Первым к финишу пришел орловский рысак Смелый, запряженный в сани-козырек. Седока Вронский знал. Им был известный на всю Первопрестольную лошадиный заводчик Стахеев. Он и получил серебряный кубок чеканной работы ювелирного мастера Двора Его Императорского Величества — итальянца Фрозе. Вторым пришел его же жеребец Желанный, а санями правил — кто бы вы думали? — мадам Каховская, то есть, конечно, не правил, а правила. Вронский узнал ее сразу, хотя она и была одета скорее в наряд мужской, нежели в приличествую женщинам амазонку. Он поспешно спустился с трибун на лед, дабы одним из первых поприветствовать столь дерзновенную и смелую женщину, бросившую вызов мужчинам и оставившую позади себя едва ли не с дюжину таковых. Константин Львович был совсем близко и видел уже затылок Александры Федоровны, обтянутый специальной бархатной шапочкой, и нежную, какую-то беззащитную шею, оголенную из-за заправленных в шапку волос, как вдруг та, выходя из саней, поскользнулась. Быстро перебирая ногами в надежде устоять, Каховская, по-женски ойкнув, неловко и, верно, болезненно для себя вошла в соприкосновение со льдом своими чреслами. Ее развернуло, и она, проехав по льду с широко раздвинутыми ногами едва ли не с сажень, вплотную подъехала к Вронскому, упершись животом и грудью в его ноги, а лицом уткнувшись в полу его шубы, чуть пониже того самого места, где у мужчин произрастает их естество.
— Это, несомненно, судьба, — насмешливо произнес Константин Львович, мгновенно оценив комичность ситуации. Впрочем, даже наблюдавшему со стороны сия картина не могла не показаться двусмысленной: барышня сидит на льду, прислонившись своим телом к нижней половине стоящего мужчины. Конфузно, ежели не сказать более.
— Вы?! — подняла Александра Федоровна на Вронского пылающий взор.
— Я, — просто ответил тот и протянул ей руку. — Позвольте вам помочь?

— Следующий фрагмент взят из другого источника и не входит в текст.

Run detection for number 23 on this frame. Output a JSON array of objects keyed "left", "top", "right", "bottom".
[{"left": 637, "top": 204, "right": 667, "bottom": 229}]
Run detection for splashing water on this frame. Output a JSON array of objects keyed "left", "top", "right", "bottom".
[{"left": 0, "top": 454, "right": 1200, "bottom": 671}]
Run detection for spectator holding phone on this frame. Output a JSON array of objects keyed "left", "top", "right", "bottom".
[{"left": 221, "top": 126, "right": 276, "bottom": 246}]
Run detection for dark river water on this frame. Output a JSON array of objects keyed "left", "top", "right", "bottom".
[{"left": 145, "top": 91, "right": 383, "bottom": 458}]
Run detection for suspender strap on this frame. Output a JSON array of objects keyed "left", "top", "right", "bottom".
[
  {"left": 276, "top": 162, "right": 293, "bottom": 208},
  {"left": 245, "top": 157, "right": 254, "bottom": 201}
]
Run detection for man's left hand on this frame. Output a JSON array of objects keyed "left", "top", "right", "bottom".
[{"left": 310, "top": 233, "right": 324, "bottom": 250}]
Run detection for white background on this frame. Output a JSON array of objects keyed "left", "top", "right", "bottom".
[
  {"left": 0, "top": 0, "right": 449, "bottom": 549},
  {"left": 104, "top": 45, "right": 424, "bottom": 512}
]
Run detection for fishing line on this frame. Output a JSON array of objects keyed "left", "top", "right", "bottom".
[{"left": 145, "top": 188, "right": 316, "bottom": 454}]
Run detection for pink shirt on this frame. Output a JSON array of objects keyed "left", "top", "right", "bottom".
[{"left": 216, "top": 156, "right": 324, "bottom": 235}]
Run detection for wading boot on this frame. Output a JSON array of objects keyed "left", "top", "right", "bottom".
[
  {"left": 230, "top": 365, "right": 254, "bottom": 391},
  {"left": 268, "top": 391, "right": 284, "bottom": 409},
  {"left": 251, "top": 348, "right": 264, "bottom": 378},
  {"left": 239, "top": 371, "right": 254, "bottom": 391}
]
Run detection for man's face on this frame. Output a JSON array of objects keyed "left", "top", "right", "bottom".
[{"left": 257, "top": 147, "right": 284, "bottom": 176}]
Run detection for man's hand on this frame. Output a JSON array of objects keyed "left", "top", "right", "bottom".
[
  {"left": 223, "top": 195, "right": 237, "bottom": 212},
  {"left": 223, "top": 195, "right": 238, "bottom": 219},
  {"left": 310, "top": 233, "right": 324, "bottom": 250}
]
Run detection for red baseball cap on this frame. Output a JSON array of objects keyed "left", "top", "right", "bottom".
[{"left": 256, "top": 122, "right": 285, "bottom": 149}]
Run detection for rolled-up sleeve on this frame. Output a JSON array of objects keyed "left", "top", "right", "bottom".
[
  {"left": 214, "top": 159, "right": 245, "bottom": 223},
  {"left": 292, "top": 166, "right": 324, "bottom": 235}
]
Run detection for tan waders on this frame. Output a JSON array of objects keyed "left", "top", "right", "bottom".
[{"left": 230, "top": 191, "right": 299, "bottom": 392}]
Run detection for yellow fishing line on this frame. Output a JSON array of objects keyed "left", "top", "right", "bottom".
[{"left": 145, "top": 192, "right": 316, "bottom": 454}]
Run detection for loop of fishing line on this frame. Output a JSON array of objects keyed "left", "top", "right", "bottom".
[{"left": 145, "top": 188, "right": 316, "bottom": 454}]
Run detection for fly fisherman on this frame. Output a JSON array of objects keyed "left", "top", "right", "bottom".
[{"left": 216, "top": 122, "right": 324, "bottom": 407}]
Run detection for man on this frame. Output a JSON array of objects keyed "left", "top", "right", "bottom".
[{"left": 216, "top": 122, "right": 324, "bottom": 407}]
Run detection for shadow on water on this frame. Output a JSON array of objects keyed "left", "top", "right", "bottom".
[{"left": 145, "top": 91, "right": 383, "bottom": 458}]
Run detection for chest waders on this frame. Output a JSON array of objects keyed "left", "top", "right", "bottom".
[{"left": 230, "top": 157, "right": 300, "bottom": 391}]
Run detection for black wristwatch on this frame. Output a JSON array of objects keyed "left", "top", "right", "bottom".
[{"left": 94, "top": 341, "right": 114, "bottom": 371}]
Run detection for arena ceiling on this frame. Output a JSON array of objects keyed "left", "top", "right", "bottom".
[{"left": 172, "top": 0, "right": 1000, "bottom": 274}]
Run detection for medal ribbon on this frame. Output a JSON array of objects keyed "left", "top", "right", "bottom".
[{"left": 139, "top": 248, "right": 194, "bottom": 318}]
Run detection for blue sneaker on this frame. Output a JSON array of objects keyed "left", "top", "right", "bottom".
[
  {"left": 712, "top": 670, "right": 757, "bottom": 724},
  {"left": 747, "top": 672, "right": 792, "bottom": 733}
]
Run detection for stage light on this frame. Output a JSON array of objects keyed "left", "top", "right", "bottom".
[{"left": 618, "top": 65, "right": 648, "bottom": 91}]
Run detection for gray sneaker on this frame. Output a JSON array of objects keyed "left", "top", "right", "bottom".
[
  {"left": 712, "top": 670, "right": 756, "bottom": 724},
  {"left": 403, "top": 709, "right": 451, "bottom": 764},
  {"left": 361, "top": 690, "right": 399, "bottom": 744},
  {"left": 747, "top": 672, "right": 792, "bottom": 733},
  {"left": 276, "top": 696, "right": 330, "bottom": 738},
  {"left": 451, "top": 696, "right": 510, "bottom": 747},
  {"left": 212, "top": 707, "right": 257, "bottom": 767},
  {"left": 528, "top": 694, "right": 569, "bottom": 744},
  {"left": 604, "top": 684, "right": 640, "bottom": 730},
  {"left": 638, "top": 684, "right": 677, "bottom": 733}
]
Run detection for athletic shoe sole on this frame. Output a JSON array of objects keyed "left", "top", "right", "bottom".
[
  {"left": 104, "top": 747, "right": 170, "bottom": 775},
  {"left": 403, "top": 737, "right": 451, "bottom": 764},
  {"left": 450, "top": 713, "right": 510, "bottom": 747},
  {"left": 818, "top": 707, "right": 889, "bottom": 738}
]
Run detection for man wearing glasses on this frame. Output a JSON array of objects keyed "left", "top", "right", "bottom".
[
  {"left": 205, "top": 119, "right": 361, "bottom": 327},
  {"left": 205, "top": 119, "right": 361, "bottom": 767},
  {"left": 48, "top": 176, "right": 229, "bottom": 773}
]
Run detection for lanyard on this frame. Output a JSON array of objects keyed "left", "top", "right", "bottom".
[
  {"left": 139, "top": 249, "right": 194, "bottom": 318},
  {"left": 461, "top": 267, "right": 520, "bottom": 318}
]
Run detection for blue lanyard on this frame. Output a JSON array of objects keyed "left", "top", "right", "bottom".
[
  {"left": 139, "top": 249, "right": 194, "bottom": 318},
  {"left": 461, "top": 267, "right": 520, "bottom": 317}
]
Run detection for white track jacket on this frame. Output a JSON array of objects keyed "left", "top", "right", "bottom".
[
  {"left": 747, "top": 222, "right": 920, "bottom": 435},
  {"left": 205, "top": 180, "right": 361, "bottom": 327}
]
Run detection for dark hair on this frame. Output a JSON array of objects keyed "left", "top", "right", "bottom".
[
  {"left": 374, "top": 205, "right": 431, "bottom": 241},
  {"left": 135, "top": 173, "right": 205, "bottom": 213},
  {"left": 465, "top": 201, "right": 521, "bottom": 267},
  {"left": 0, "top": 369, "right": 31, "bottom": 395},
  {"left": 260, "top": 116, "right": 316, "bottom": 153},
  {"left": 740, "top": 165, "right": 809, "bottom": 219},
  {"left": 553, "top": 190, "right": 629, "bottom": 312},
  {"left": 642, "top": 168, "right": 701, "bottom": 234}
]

— Еще чего, — с неизбывным презрением и холодом ответила Каховская.
Перебирая сзади руками, она отодвинулась от Вронского, сомкнула ноги и стала вставать. Уже поднявшись, она снова поскользнулась, и если бы не Константин Львович, то непременно бы упала вновь. Он успел подхватить ее буквально в последнее мгновение, причем одна его ладонь задержалась на талии Александры, а другая — на ягодицах, которые оказались круглыми, аккуратными и плотными, как два орешка.
«А у нее все, что положено иметь дамам, похоже, в полном порядке», — не преминул отметить для себя Константин Львович с некоторым удивлением.
Почти тотчас Каховская метнула на него такой жгучий взгляд, что, будь на месте Вронского иной мужчина, от него осталась бы в лучшем случае горка пепла.
— Не прикасайтесь ко мне! — ядовито прошипела она, высвобождаясь из его объятий. — Не смейте прикасаться ко мне, вы… — Она не нашлась более ничего сказать и поспешно отошла от Вронского, алея щечками так, что о них очень даже просто можно было погреть ладони.
Домой Константин Львович возвращался в задумчивости. Стареет он, что ли? Второй раз за две недели услышать от дамы: «не прикасайтесь ко мне», было уже явным перебором. Но присутствовал и момент приятственный. Надо же, мадам Каховская, оказывается, вполне порядочная особа насчет дамских прелестей. Упругая грудь, великолепная, надо признать попка, к коей, уж поверьте опыту, обязательно прилагается точеная ножка, не худая и не полная.
А глаза!
А норов! Как у необъезженной кобылицы орловского завода!
Правда, черты лица немного резковаты, так это смотря в каких обстоятельствах находится их обладательница. Положим, в любовной неге эти черты, несомненно, сгладятся, не могут не сгладиться…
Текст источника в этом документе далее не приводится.